15 juin 2013

Le lieutenant a dit non

Le lieutenant nous obligeait à porter un casque fleuri camouflé de couleurs et de taches de fausse terre et d'herbes, tu sais, en plastique comme les fleurs des pots dans ta cuisine et le verre vin de vin sur ton comptoir ça ira à plus tard parce que c'est l'armée et qu'on ne rigole plus enfin, un casque. J'ai toujours eu de grandes oreilles et, déjà que mes cheveux rasés les faisaient ressortir comme deux éventails (je n'ai pas le droit de parler de mes cheveux parce que tous les soldats ont la même coupe et ils sont tristes de les avoir aussi ras), le casque, de la façon qu'il était rond comme ma tête, on dirait qu'il me faisait des oreilles pointues et j'ai demandé au lieutenant si c'était possible de me battre sans casque dans les pays hostiles. C'est déjà nul d'aller à la guerre. S'il faut mourir avec un casque qui nous fait des oreilles qu'on n'aime pas, c'est encore plus nul.

Le lieutenant a dit non.

Je lui ai demandé pourquoi, et pourquoi il répond aussi court, je veux dire, moi, ma question était longue et d'ordinaire, quand je parle, je dis beaucoup de mots avant de m'arrêter (ça m'arrive de terminer une phrase et d'avoir cru qu'elle était finie mais d'ajouter une parenthèse parce que je n'ai pas fini). J'ai trouvé le lieutenant qu'il était un homme de peu de mots. Franchement, j'ai dit LIEUTENANT mes oreilles elles sont grandes, on les voit d'à travers mon casque, je pense qu'elles méritent un peu de mots à entendre, dis-moi pourquoi je ne peux pas combattre les forces ennemies sans casque et je te dirai l'histoire de comment je suis arrivé ici (parce que cette histoire est super intéressante, je ne me suis pas trouvé dans les forces de l'armée canadienne pour rien, il y avait des gens qui m'ont sonné à la porte et l'école n'a jamais été mon intérêt, alors mon père avait choisi de m'expédier dans les pays des bombes et ce qu'on entend on nouvelle, tout ça, c'est super intéressant; il avait dit vas-y et ne reviens jamais, ne m'écris pas à moins que ce soit une question de vie ou de mort).

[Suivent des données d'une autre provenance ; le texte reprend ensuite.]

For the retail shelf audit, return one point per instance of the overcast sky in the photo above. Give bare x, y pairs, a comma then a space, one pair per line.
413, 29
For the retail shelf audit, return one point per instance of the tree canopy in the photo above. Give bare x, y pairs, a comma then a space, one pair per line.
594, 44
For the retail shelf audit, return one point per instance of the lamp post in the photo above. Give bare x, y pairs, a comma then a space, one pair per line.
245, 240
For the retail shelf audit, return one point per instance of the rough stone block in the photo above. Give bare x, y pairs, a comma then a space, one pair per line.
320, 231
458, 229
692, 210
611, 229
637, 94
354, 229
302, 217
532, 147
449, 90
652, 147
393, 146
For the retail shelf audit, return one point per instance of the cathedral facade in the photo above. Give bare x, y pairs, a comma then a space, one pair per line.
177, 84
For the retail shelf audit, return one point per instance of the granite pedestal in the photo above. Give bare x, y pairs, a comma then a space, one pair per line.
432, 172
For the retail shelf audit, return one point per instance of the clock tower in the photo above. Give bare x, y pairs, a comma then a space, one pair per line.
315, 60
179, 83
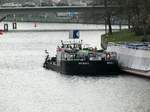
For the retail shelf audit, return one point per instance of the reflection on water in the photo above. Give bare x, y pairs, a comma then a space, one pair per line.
26, 87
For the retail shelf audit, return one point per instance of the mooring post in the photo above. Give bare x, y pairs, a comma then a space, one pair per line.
14, 25
5, 27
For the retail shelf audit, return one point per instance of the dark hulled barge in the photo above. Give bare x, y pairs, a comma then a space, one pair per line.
75, 59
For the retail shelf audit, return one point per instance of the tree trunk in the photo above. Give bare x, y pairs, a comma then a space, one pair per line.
129, 22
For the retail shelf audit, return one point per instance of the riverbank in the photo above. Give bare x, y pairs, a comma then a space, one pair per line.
124, 36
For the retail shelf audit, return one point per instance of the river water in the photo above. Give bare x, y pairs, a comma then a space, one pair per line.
26, 87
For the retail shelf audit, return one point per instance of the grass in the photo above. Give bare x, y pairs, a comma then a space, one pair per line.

Le lieutenant a dit mon nom.

Je m'appelle Sunxnavic oui je sais c'est bizarre, mais ça, c'était l'idée de mon père de m'appeler d'un nom qui n'existe pas ailleurs parce qu'il était persuadé que je serais le seul au monde, et là il est déçu parce que je suis, dans l'armée, un parmi beaucoup d'autres. Et il a dit que mon casque allait sur mes fesses (c'est faux, il a dit que mon casque allait sur ma tête, mais ça arrivait souvent que je le mettais souvent sur mes fesses et je me suis trompé en racontant l'histoire).

Sunxnavic! Quel nom de merde! Mettez votre casque sur votre tête!

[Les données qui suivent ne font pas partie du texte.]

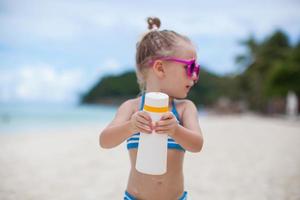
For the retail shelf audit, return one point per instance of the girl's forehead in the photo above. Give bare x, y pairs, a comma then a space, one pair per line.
186, 51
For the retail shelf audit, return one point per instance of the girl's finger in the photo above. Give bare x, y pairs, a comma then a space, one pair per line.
166, 116
145, 115
144, 127
164, 123
143, 120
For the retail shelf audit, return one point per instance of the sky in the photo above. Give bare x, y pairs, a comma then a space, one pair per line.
55, 50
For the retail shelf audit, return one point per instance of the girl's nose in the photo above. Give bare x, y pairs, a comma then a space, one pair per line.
194, 76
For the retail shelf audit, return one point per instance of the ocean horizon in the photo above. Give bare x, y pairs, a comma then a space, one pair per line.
27, 117
39, 117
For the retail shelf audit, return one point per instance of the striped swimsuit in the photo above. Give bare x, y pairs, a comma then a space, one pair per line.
133, 141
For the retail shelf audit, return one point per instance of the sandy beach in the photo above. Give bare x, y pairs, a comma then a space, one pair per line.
244, 157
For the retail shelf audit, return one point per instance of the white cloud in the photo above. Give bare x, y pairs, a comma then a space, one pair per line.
40, 83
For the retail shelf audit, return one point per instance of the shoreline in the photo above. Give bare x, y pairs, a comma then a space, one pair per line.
244, 157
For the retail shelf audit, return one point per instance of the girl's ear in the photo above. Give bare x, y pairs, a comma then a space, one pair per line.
158, 68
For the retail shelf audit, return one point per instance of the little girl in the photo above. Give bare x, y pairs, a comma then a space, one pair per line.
166, 62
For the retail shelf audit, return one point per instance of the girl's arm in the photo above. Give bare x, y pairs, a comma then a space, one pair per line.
119, 129
189, 136
126, 122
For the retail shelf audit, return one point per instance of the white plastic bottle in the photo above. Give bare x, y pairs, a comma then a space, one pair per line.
153, 148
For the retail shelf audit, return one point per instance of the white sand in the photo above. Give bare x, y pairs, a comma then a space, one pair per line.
244, 157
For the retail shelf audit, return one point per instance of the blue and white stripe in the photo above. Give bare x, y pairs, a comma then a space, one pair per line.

Le lieutenant est un homme qu'il faut respecter ce qu'il dit. Au premier camp d'entraînement, je ne portais pas le casque. Il a voulu me forcer à le mettre et je pense que je lui ai mordu l'oreille. Je lui en ai arraché un bout de lobe pour qu'il comprenne que MOI LIEUTENANT JE NE PORTE PAS DE CASQUE mais il est devenu vert, nerveux, comme piqué d'une tarentule, et je pense que je n'aurais pas dû forcer la main. Papa disait que l'armée réussirait à me guérir de mes tics nerveux et de ma manie de toujours vouloir garder ma tête à l'air libre.

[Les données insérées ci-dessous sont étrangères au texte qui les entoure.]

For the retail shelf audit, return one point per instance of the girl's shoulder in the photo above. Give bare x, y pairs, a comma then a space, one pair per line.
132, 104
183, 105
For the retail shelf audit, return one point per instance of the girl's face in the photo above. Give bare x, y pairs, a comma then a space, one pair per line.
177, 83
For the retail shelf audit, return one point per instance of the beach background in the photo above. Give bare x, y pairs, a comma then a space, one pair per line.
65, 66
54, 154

On a enveloppé la tête du lieutenant dans un chiffon et dans une civière il est parti voir l'infirmière. Elle a dit le mot coma et j'ai écrit à papa que j'avais mordu le lieutenant et que c'était peut-être une question de vie ou de mort. Il ne m'a jamais répondu. J'ai attendu sa lettre. Je pense qu'il m'a écrit mais qu'il ne connaît pas l'adresse de la prison de laquelle de dedans que je suis. Je pense qu'il m'a écrit, mais aussi, une petite voix me dit qu'il est peut-être mort, lui aussi (la voix est toute petite; je n'entends plus les grandes voix depuis que maman m'a fait voir le docteur Yuing et puis, les médicaments, ça doit bien faire trois ans que je n'en prends plus, parce que j'avais mordu papa la fois qu'il m'avait dit « oui tu iras dans les forces de l'armée canadienne ») et c'est possible que, même si je n'ai jamais atteint les pays bombardés, peut-être, peut-être que j'en ai déjà tués deux.